It was 1889 when Herman Gorter wrote his magnificent poem ‘In den zwarten nacht is een mensch aangetreden’. It was written in response of the death of the young lady Anna Witsen. The general public was not aware of that fact, but her brother Willem Witsen knew it though, for Gorter donated him the handwritten poem clearly indicating the reason.
Exactly 100 years later this story came to me for the first time. Rein van der Wiel’s book ‘Ewijkshoeve, tuin van tachtig’ was launched and I read it cover to cover. I realized that the family estate where I grew up formed the backdrop for this tragic scene.
In the 1880s Ewijckshoeve was the country residence of the patron family Witsen and thanks to the generosity of painter Willem Witsen, became a gathering place for writers, musicians and painters. It was considered a breeding ground for young, talented artists. Works of art originated here, can now be found in leading museums like the Rijksmuseum or the Stedelijk Museum in Amsterdam. The formative days of experimenting with the medium of photography was explored in this place.
I got intrigued by this Anna. Who was she? What drove her? What was her role and how can that be seen in the time in which she lived? In this series ‘Songs for soprano’ my own memories and fantasies merge with the things I learned about Anna to create a portrait of her. I somehow feel connected to this woman who lived at the same spot on earth, a century distance away. Only how different was her life from mine?

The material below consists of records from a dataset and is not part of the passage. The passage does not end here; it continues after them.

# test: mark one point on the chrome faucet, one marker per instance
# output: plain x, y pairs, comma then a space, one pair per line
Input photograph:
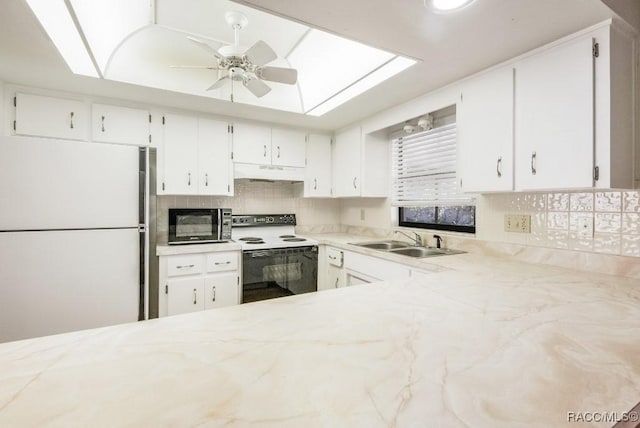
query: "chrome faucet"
416, 238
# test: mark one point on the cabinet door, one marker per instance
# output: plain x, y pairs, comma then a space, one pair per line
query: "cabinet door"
317, 178
185, 295
347, 163
251, 144
50, 117
221, 290
112, 124
335, 277
287, 147
485, 132
180, 155
554, 118
214, 158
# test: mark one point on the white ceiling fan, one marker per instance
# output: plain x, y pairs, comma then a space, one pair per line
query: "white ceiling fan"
237, 63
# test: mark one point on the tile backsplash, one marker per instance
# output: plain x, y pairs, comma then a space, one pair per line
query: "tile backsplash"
556, 217
257, 197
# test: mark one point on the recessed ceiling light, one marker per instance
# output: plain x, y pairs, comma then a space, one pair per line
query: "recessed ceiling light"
446, 5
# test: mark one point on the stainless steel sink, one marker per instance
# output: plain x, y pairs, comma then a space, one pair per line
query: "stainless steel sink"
406, 249
419, 252
382, 245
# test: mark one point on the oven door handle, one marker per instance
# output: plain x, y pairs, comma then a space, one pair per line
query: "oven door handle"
261, 254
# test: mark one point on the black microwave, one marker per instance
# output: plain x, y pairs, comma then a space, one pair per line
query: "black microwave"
199, 225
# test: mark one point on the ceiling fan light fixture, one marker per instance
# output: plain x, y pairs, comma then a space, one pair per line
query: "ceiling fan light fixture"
445, 6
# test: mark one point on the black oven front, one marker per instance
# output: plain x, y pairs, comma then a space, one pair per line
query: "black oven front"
271, 273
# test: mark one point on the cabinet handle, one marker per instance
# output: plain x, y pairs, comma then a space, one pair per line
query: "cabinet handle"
534, 162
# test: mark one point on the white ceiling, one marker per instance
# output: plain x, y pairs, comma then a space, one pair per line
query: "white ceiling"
450, 46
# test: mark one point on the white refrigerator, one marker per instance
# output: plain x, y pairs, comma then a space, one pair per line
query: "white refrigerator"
72, 234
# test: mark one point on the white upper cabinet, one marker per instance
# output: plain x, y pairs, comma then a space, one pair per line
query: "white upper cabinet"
554, 118
346, 162
50, 117
197, 157
215, 173
113, 124
485, 132
180, 145
361, 164
261, 145
317, 178
287, 147
251, 143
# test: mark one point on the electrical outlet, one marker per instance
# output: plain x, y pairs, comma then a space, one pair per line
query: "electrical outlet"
520, 223
585, 227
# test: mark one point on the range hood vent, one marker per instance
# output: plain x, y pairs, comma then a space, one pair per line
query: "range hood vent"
268, 172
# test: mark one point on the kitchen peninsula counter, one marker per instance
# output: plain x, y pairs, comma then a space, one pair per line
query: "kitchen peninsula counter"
482, 342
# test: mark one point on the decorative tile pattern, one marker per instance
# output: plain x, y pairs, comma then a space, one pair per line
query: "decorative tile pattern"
631, 224
608, 201
608, 222
558, 221
631, 201
558, 202
581, 202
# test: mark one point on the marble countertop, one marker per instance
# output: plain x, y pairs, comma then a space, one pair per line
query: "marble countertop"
482, 342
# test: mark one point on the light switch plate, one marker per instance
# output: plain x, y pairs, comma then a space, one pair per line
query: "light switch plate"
585, 227
520, 223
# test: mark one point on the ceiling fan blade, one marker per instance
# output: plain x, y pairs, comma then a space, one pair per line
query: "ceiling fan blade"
278, 74
218, 83
260, 53
206, 67
257, 87
207, 47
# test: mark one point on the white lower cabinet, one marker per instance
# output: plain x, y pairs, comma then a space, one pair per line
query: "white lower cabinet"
200, 281
339, 268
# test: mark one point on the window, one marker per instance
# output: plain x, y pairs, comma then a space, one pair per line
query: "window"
425, 188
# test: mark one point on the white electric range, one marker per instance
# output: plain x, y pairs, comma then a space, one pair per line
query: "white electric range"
275, 261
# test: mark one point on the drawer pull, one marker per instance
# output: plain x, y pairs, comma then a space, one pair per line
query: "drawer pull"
185, 266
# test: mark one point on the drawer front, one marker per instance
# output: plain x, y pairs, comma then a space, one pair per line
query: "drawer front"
188, 264
335, 256
219, 262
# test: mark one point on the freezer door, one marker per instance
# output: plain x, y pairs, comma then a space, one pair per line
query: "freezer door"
54, 184
59, 281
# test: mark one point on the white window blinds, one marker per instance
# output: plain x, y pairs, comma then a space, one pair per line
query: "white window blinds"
424, 169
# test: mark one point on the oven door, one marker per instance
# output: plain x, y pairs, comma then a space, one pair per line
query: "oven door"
279, 272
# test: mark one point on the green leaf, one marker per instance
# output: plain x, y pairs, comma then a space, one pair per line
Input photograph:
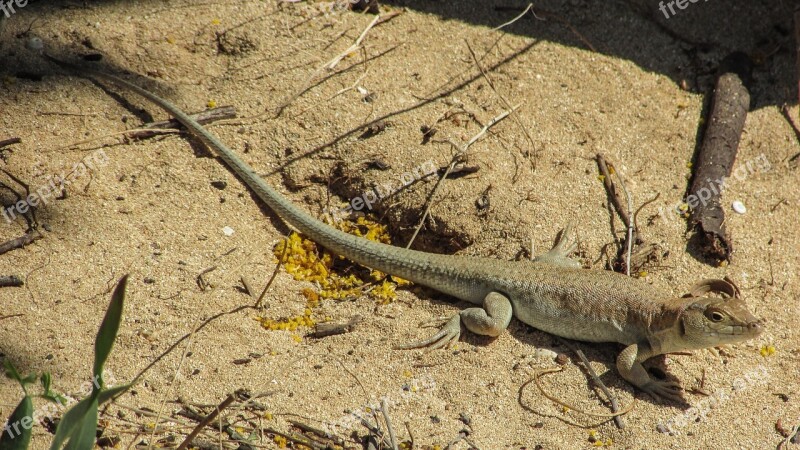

It seems Anna had a melancholy character. She suffered from unrequited love and as a woman she believed she had failed by staying single. As a singer, she received little recognition. She felt as though her mere presence disturbed her own brother, she was burdened with fierce fears and life senselessly tormented her. She must have felt that nobody really saw her for who she was. Anna chose to extract herself from this lonely reality on March 5, 1889.
For this series I used various techniques inspired on Witsen’s work combined with techniques of today, like slow shutter speeds on digital cameras or contemporary etching techniques. The title ‘Songs for soprano’ refers to the soprano singer Anna always wanted to be.